En revanche, et je me réjouis que nous soyons aussi exemplaires, notre budget de fonctionnement est soumis aux mêmes règles que les autres ministères : il baissera en 2013 de 5 %. C'est un effort considérable, compte tenu de la baisse de 25 % déjà enregistrée par ce poste sur la période 2007-2012, et nous le poursuivons. Nos opérateurs sont soumis aux mêmes règles d'économies. Le seul poste non concerné par ces réductions est celui de l'économie numérique : nous avons en effet là un retard préoccupant à rattraper. La dotation qui lui est consacrée passe de 3,6 millions à 10 millions d'euros. Je tiens à votre disposition le détail des opérations que nous menons avec la Caisse des dépôts et consignations, le commissariat à l'investissement, et bientôt, je l'espère, avec le fonds européen de développement régional (FEDER).

Nous allons fixer nos priorités d'allocations de moyens. Elles concernent d'abord les remplacements : vous connaissez les nouvelles difficultés que connaît la Seine-Saint-Denis actuellement, où le vivier de remplacement pour plusieurs centaines de postes est déjà entièrement consommé. Y remédier est un impératif pour garantir la continuité du service public et répondre aux soucis majeurs des familles et des enfants. Il s'agit également de l'accueil des tout petits, en vertu du principe « plus de maîtres que de classes ». Dans le second degré, nous mettrons les moyens dont nous disposons en priorité dans les établissements les plus défavorisés et professionnels, au front de la difficulté sociale et scolaire.

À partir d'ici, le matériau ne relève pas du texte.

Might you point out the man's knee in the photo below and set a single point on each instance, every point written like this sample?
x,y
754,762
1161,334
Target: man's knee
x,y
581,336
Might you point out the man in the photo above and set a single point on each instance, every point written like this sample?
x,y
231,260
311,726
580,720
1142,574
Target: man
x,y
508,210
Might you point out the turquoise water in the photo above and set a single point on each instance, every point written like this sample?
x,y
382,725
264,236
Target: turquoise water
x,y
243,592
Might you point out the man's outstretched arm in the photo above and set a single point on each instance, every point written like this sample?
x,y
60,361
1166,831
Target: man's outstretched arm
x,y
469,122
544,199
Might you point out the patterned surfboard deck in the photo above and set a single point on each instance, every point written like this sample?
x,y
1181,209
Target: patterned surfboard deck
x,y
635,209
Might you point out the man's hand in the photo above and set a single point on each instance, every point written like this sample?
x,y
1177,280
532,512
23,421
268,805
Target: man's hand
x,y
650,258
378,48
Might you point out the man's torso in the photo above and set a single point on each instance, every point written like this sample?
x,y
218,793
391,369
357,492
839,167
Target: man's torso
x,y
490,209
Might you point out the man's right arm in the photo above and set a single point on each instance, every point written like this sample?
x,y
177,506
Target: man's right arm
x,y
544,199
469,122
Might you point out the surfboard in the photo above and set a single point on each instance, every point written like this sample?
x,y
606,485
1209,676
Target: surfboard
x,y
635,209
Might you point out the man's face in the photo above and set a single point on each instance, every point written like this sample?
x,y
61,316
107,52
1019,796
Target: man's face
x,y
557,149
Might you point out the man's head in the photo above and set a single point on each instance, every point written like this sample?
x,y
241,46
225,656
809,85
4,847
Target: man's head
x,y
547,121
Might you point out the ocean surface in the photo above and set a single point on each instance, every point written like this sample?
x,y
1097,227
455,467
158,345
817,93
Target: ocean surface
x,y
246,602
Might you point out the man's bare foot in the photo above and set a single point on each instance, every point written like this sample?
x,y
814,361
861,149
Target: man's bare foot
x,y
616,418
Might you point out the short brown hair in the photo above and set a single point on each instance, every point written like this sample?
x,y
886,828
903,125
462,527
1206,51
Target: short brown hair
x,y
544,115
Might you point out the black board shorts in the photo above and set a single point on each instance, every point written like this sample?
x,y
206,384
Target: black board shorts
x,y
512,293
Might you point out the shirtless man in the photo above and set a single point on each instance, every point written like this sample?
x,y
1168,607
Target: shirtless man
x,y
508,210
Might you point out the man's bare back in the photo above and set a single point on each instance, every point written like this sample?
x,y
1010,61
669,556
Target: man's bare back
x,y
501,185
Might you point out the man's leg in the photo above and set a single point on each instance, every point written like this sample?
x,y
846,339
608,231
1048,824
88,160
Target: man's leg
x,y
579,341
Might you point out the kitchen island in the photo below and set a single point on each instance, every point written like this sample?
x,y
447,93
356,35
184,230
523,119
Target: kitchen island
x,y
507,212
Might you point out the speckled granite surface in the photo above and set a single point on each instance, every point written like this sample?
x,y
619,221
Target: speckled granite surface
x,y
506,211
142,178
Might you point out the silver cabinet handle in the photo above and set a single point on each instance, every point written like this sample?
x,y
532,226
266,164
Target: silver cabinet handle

Le temps viendra, rapidement, de la loi d'orientation et de programmation sur la refondation de l'école. Nous sommes au stade des consultations nécessaires avant la finalisation du texte. Celui-ci sera présenté au conseil des ministres avant Noël. Nous devrions avoir l'occasion d'en débattre au premier semestre 2013. Elle portera sur cinq ans, non par obsession du quantitatif, mais bien au contraire pour assurer la réussite de tous.